The newspaper noted that Sen. Kirsten Gillibrand (D-N.Y.), who "personally reached out" to the right-wing West Virginian in an attempt to sell him on a compromise, promised to keep pushing for it.

"Until the bill is printed, I will continue working to include paid leave in the Build Back Better plan," Gillibrand said in a statement Wednesday afternoon—a vow echoed by Rep. Ayanna Pressley (D-Mass.) on Twitter.

Politico's Eleanor Mueller also reported that Democrats plan to slash the program, initially proposed as 12 weeks but recently reduced to just four weeks, "from their mammoth social spending package Wednesday after attempts to drastically pare it down were deemed insufficient."

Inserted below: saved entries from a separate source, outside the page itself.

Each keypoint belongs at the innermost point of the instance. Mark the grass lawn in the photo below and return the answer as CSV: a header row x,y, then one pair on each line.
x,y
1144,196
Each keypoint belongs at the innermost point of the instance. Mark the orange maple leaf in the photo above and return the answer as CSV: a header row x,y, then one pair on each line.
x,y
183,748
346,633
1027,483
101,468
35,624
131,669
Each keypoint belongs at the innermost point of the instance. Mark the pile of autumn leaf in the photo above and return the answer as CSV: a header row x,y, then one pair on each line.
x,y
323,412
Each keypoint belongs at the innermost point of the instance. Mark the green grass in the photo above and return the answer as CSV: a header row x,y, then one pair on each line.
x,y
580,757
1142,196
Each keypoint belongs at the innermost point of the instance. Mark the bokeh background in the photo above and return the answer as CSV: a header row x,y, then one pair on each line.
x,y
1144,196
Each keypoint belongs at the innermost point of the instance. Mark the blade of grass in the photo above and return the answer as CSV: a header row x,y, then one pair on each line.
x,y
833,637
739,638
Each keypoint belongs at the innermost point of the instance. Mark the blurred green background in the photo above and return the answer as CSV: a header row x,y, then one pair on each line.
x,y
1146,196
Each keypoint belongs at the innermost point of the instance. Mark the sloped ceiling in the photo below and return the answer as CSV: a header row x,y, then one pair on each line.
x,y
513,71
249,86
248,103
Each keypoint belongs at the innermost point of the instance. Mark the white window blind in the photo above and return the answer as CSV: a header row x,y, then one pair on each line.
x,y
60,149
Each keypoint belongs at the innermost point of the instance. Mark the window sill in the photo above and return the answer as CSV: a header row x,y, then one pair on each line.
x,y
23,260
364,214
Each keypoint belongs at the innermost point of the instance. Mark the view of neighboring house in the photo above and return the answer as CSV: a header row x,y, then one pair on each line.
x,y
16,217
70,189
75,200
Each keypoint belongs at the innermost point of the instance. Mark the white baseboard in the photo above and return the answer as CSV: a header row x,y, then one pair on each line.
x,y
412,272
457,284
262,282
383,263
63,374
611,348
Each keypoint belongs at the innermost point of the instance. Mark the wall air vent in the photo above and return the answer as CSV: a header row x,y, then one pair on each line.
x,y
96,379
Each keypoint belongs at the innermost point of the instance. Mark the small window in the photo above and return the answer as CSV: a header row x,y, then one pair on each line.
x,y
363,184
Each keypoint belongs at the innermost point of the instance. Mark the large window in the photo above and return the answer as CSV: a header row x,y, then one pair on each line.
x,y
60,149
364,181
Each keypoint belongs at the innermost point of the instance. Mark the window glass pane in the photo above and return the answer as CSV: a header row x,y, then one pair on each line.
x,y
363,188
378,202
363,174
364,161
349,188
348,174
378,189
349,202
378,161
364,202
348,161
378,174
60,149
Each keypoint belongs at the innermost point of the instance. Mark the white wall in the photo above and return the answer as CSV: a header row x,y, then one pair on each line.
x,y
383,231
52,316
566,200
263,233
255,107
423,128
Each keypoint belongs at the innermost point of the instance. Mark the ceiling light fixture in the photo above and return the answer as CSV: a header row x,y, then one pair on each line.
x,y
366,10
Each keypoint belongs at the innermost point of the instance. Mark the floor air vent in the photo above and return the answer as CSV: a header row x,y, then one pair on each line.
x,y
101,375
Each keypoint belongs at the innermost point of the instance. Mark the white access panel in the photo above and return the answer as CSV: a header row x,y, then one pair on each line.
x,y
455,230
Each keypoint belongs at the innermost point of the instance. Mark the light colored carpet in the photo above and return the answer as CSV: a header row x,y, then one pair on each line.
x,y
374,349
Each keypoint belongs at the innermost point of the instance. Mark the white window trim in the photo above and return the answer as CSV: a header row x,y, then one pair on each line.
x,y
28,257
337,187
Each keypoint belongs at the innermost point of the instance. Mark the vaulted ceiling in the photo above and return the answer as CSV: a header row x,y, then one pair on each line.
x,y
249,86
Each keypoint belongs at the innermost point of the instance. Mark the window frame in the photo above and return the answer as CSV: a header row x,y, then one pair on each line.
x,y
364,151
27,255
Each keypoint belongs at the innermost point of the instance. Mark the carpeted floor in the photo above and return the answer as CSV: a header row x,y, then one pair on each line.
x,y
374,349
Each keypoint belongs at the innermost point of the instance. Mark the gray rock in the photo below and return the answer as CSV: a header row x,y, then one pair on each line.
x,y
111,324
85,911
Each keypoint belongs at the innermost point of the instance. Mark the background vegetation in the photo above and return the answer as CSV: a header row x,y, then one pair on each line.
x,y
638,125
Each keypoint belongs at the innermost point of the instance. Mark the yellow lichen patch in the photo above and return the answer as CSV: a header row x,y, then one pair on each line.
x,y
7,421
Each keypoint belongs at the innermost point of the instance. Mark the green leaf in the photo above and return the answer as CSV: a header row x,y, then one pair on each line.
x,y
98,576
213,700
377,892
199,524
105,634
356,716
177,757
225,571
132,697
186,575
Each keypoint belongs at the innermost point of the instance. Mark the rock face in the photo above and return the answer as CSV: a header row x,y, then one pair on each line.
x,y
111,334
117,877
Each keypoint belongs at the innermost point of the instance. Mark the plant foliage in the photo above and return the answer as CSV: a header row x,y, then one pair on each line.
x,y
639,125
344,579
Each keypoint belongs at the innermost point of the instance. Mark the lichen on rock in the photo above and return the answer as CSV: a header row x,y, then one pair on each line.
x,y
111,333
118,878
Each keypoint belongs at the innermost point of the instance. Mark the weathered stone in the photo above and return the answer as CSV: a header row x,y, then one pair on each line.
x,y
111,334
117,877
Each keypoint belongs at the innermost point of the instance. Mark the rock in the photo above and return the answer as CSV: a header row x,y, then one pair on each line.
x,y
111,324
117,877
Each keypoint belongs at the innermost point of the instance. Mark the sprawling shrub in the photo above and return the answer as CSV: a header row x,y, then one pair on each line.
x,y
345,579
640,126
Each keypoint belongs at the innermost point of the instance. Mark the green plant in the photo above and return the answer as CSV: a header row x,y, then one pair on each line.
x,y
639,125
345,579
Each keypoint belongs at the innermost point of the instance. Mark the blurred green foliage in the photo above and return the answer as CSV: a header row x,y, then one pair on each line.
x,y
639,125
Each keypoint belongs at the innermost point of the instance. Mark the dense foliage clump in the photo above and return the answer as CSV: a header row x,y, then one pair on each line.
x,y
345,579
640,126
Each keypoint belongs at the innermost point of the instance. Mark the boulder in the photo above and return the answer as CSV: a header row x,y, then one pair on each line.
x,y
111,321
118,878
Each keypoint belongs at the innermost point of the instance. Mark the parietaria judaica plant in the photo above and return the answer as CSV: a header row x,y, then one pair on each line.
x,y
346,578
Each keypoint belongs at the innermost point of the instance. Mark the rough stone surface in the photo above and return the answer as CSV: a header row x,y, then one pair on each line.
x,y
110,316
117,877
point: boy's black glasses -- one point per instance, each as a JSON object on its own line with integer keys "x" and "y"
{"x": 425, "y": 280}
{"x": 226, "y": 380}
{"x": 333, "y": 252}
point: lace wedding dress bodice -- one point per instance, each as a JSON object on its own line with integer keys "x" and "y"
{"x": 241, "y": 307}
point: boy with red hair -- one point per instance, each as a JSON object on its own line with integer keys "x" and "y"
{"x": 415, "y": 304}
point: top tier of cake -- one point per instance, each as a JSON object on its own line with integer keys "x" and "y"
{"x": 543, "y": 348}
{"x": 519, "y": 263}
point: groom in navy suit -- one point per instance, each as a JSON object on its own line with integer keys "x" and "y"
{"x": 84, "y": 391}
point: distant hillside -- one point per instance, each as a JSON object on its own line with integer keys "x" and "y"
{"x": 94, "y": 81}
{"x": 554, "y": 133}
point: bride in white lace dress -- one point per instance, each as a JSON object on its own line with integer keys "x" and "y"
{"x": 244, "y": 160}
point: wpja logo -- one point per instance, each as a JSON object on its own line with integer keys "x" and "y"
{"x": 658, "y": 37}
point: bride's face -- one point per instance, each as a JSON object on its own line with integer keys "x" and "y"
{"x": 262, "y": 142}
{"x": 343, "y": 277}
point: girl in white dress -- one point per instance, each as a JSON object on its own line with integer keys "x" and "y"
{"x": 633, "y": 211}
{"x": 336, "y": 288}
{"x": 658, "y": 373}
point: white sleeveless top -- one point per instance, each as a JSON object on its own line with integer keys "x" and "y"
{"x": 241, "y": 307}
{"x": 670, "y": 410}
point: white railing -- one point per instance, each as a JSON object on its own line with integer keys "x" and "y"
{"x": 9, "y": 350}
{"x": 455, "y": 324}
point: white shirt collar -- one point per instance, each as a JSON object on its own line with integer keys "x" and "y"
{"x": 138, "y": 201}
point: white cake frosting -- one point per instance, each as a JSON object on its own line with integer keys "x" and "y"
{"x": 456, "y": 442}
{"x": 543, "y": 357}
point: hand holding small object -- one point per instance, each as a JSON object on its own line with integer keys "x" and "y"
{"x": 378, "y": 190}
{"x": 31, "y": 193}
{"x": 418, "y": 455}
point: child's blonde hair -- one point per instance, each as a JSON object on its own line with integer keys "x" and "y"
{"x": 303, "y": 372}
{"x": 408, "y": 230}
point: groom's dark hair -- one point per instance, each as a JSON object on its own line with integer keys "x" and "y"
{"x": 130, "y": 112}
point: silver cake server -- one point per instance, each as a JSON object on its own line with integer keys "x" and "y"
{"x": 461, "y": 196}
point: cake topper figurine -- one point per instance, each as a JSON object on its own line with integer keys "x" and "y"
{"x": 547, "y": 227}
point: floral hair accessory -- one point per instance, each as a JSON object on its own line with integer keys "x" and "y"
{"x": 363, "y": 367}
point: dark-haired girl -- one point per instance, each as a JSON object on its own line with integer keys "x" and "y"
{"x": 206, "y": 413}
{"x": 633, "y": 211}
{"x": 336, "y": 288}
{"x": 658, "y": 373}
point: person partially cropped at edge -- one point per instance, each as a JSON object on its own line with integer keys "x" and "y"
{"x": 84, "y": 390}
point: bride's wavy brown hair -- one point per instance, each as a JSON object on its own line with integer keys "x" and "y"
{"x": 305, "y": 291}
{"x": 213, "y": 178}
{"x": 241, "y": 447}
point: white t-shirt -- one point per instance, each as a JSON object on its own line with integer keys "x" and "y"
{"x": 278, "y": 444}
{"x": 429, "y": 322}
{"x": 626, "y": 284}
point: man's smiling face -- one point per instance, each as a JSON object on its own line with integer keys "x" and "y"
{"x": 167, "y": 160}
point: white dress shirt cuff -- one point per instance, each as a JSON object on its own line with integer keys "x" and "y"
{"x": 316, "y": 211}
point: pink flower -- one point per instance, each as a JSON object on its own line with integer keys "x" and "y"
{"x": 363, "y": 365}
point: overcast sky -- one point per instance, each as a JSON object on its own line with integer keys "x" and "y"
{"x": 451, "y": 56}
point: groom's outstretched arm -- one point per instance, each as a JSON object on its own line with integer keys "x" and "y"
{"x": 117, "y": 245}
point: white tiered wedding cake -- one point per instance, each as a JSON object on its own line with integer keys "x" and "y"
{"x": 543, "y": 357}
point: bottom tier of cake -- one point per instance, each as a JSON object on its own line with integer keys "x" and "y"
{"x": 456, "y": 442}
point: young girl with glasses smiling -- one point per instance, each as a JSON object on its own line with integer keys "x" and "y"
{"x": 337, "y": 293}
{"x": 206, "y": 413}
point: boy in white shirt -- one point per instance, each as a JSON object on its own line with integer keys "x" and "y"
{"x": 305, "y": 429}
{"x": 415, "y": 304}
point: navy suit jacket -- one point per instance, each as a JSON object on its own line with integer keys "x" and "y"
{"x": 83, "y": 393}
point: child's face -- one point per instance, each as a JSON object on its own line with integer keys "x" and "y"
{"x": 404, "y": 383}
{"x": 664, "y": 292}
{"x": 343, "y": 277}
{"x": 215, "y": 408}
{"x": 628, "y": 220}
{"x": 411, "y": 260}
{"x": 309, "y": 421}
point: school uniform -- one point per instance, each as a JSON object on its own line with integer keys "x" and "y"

"Already, advocates are fuming over what they see as an unwillingness by the White House to fight hard enough for a policy it won [the 2020] election on," Mueller wrote in a series of tweets, "particularly in the face of a public health crisis and an economic crisis that disproportionately impacted women and low-wage workers."

"Groups launched an eleventh-hour push to keep paid leave in the package, sending mass emails and flooding social media," she added. "The hashtag #SavePaidLeave appeared in posts by Paid Leave for All, National Women's Law Center, and other groups along with advocates like Melinda Gates."

The advocacy group NARAL Pro-Choice America tweeted: "How can we rebuild without paid leave to keep families working and healthy? We need paid leave."

"It's outrageous and shameful that in the midst of a global pandemic that's forced more than two million women out of the workforce, Congress and the White House have put forward a preliminary legislative deal without paid family and medical leave," Molly Day, executive director of Paid Leave for the U.S. (PL+US), said in a statement Wednesday evening.

Day declared that "paid leave is an essential tool for building back better—for returning millions of women to the workforce after a historic she-cession, addressing the widening racial wealth gap and other socio-economic income disparities, and creating the business resiliency our national economy needs in 2021."

"Paid leave is about ensuring that no working person has to choose between their family and their paycheck, and the American people are not going to allow that essential human need to be ignored and negotiated away behind closed doors," she said. "Congress cannot accept a final Build Back Better deal without paid leave."

Women's March pointed to a Times report from Monday highlighting that the United States is one of just six nations with no national paid leave and it would still be an outlier with the proposed four-week plan, given what other countries offer.

Some critics of the cut took aim at Manchin, who suggested to CNN Wednesday evening that paid family and medical leave doesn't belong in the package, saying Democrats should be "examining all this stuff," but the reconciliation bill "is not the place to do it."

According to the Times, Sen. Patty Murray (D-Wash.), chair of the Senate Health, Education, Labor, and Pensions Committee, said that "we are not going to let one man tell millions of women in this country that they can't have paid leave."

Because Democrats are trying to use the filibuster-proof budget reconciliation process, they need support from the party's entire Senate caucus—including Manchin and Sen. Kyrsten Sinema of Arizona—to pass the package, which has been cut down to roughly $2 trillion in spending over a decade.

White House Press Secretary Jen Psaki said Wednesday afternoon that President Joe Biden wants a deal on the package—which is holding up a bipartisan infrastructure bill and is supposed to deliver on several of his campaign promises—"before he leaves for Europe" on Thursday.